This TTR-RBP promotes the translation of a low molecular weight component of the transcription factor CCAAT/enhancer binding protein β (C/EBPβ) and induces the translation of p21 (Timchenko et al., 1999, 2001).

TTR-RBPs inhibiting mRNA translation

TIA-1 and TIAR

Oxidants, such as H2O2 and arsenite, as well as stresses with a component of oxidative injury (LPS or UVC) trigger the transient aggregation of TIAR and TIA-1 into SGs.

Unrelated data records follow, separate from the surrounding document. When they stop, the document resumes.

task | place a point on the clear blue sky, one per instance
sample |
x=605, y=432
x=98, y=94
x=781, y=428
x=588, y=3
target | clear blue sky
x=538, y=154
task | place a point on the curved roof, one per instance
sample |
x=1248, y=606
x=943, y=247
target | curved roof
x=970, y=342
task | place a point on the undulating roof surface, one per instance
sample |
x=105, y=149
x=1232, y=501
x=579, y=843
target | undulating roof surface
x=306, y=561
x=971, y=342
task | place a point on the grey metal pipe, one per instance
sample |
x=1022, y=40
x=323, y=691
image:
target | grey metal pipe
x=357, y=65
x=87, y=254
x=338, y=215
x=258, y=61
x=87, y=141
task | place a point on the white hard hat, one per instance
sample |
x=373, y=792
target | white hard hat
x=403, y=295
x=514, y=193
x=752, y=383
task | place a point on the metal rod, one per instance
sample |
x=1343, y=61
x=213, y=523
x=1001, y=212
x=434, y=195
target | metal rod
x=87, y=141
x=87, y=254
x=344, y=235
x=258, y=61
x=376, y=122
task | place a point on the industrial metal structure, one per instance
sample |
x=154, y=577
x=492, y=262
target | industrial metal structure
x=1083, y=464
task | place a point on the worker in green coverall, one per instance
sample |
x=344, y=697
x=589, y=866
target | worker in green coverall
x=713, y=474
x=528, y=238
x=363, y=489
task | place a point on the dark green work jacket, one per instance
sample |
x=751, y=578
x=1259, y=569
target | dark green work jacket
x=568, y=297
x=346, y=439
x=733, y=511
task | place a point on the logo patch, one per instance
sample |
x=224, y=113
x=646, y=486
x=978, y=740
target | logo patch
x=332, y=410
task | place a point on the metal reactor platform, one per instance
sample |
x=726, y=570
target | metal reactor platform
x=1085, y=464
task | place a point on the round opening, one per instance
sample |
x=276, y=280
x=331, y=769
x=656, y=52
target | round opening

At these cytoplasmic foci, TIA-1 and TIAR are believed to suppress the translation of target mRNAs, including many mRNAs that are regulated by oxidative damage. Binding of TIA-1/TIAR to the mRNAs encoding COX-2, TNF-α, GM-CSF, c-myc, calmodulin 2 (CALM2), small nuclear ribonucleoprotein polypeptide F (SNRPF), caspase 8 (CASP8), eukaryotic translation initiation factor 4A (EIF4A1), eukaryotic translation initiation factor 4E (EIF4E2) and eukaryotic translation elongation factor 1 β 2 (EEF1B2) increased in response to stress stimuli and was linked to a suppression of their translation (Piecyk et al., 2000; Kandasamy et al., 2005; López de Silanes et al., 2005; Mazan-Mamczarz et al., 2006; Kim et al., 2007; Tong et al., 2007). Other times, however, binding was reduced by damaging stimuli, prompting instead a restoration of translation. For example, a UVC-triggered dissociation was reported for TIAR target transcripts [such as the paxillin (PXN), eukaryotic translation initiation factor 5A (EIF5A) and the apoptotic peptidase activating factor 1 (APAF1) mRNAs] bearing a recently identified C-rich motif sequence (Kim et al., 2007). The molecular details of the association of TIA-1/TIAR with target mRNAs remain to be fully elucidated, but they are likely linked to the specific RNA sequences involved (e.g., U-rich or C-rich), as well as to posttranslational modifications leading to the recruitment of TIA-1/TIAR to SGs.

NF90 and HuR

Other translational repressors have also been shown to associate with ROS-regulated mRNAs. HuR was shown to repress the translation of p27, the type-I insulin-like growth factor receptor (IGF-IR), Wnt5a and several immune regulators (Kullmann et al., 2002; Katsanou et al., 2005; Meng et al., 2005; Leandersson et al., 2006), although the specific involvement of ROS in these processes remains unexplored. Recent results from our laboratory implicated the transcriptional repressor NF90 in the suppression of MKP-1 translation in response to H2O2 treatment (Kuwano et al., unpublished), as shown in other systems (Xu and Grabowski, 1999; Xu et al., 2000, 2003).

ROS-triggered signaling pathways controlling TTR-RBP function

Given the age-related impairment in the cellular response to ROS and the critical functions of ROS-regulated genes, it is particularly important to discuss the signaling pathways that influence TTR-RBP function. In this section, we will present some specific examples of RNP complexes whose function is influenced by the ROS-triggered signaling cascades, highlighting the signal transduction events that are altered with aging/senescence (Figure 1).

Figure 1. Oxidative stress-activated pathways influencing TTR-RBP activity.

Figure 1

Green boxes: effector kinases in signaling cascades activated or repressed by oxidative stress. Yellow ovals: TTR-RBPs that are downstream of the effector kinases, either as direct phosphorylation substrates (solid arrow) or as indirect effectors (discontinuous arrow). ‘?’, evidence of phosphorylation available only from in vitro studies. Phosphorylated residues (threonines and serines) are indicated below the oval and phosphorylation linked to association with 14–3-3 (orange) is shown. Blue squares: changes in subcellular localization, association with cellular compartments (SGs, exosome) or binding to target mRNAs following modification of TTR-RBPs by the signaling cascades. Black boxes: consequences of TTR-RBP/RNP modifications upon the expression and translation of the mRNA.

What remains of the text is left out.